Take a trip to Brockenhurst and you’ll be spending time with the friendly neighbourhood ponies and donkeys, which roam one of the largest villages in the New Forest.
Look out for a medieval church, cottages dating back to the 17th and 18th centuries, and a good number of Edwardian and Victorian villas. There are 20 listed buildings or other structures within the conservation area to satisfy anyone interested in local culture and heritage.
Heathland and woodland are within easy reach of the village centre, and there are maps readily available detailing the walks and cycle routes available, that feature Brockenhurst and the surrounding area. You may pass the famous watersplash, a well-known watering hole for the local animals, which is a Ford located at the end of the main shopping street in the village.
St Nicholas Church and Churchyard, the oldest of its kind in the National Park, and one of a small number of churches mentioned in the Doomsday Book is also worth a visit. Find out about the church, and its links with World War 1 and troops from New Zealand, and see the grave of an infamous New Forest snake catcher.

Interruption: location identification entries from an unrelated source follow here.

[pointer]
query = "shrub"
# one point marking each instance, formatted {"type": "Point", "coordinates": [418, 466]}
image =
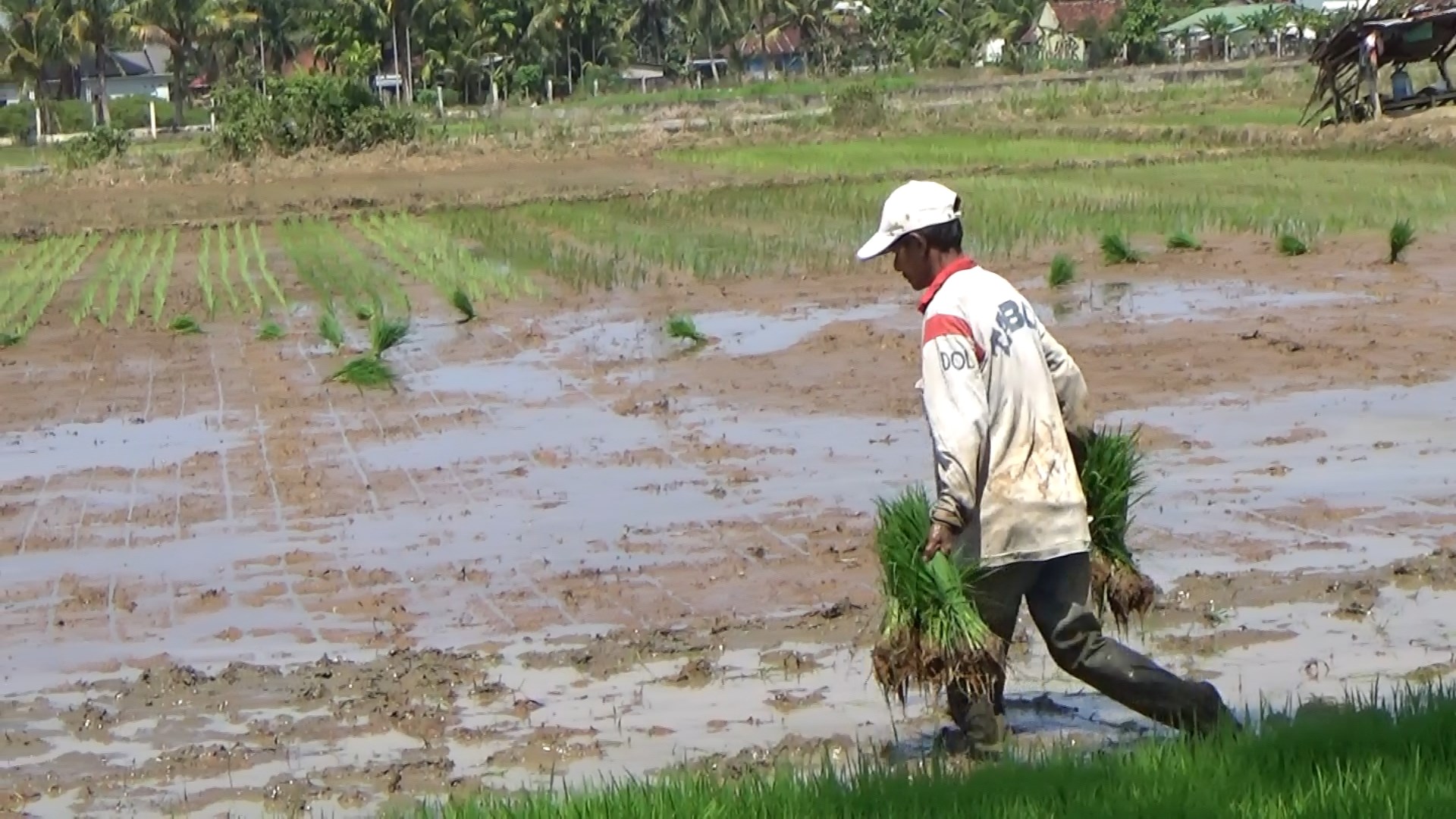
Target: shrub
{"type": "Point", "coordinates": [308, 111]}
{"type": "Point", "coordinates": [98, 145]}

Elsewhere, there are pubs and restaurants, a cinema in the village hall, with familiar names and independent businesses welcoming visitors to their shops. It’s also well worth timing your visit to coincide with one of the popular annual community events, such as the 3 day New Forest Show. Held in July, this show represents the best of countryside pursuits, crafts, show jumping, and local produce.

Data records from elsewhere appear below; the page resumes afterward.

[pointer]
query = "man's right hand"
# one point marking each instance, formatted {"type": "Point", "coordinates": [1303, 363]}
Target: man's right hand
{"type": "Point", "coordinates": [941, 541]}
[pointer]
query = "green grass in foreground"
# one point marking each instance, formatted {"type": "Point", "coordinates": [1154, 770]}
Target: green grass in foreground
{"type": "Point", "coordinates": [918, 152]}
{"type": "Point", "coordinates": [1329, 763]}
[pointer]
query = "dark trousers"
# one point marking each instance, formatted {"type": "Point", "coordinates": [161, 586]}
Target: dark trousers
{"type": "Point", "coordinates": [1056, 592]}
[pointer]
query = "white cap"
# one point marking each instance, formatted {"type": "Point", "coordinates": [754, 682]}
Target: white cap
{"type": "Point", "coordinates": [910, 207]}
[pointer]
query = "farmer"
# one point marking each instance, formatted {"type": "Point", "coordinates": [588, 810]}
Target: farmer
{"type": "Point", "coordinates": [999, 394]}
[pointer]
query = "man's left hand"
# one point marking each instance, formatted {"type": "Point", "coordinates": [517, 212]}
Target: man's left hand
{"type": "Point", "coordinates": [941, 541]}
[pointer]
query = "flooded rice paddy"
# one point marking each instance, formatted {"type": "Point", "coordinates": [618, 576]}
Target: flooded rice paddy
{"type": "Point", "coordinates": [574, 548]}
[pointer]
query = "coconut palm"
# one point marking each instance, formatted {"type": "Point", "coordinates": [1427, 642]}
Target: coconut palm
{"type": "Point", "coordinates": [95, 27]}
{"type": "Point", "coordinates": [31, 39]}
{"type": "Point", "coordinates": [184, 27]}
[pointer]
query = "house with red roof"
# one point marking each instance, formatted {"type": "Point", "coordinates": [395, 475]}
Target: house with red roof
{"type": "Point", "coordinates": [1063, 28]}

All this and further delights from the wider National Park area are easily accessible, as there are good road links to Brockenhurst via the M27, and the village also has a railway station, with mainline connections to Weymouth and London Waterloo, and other routes available to Lymington, Poole and Bournemouth. Getting to Brockenhurst is easy, so all that’s left to do is decide on a date, book one of the hotels or guesthouses in the village, and get exploring!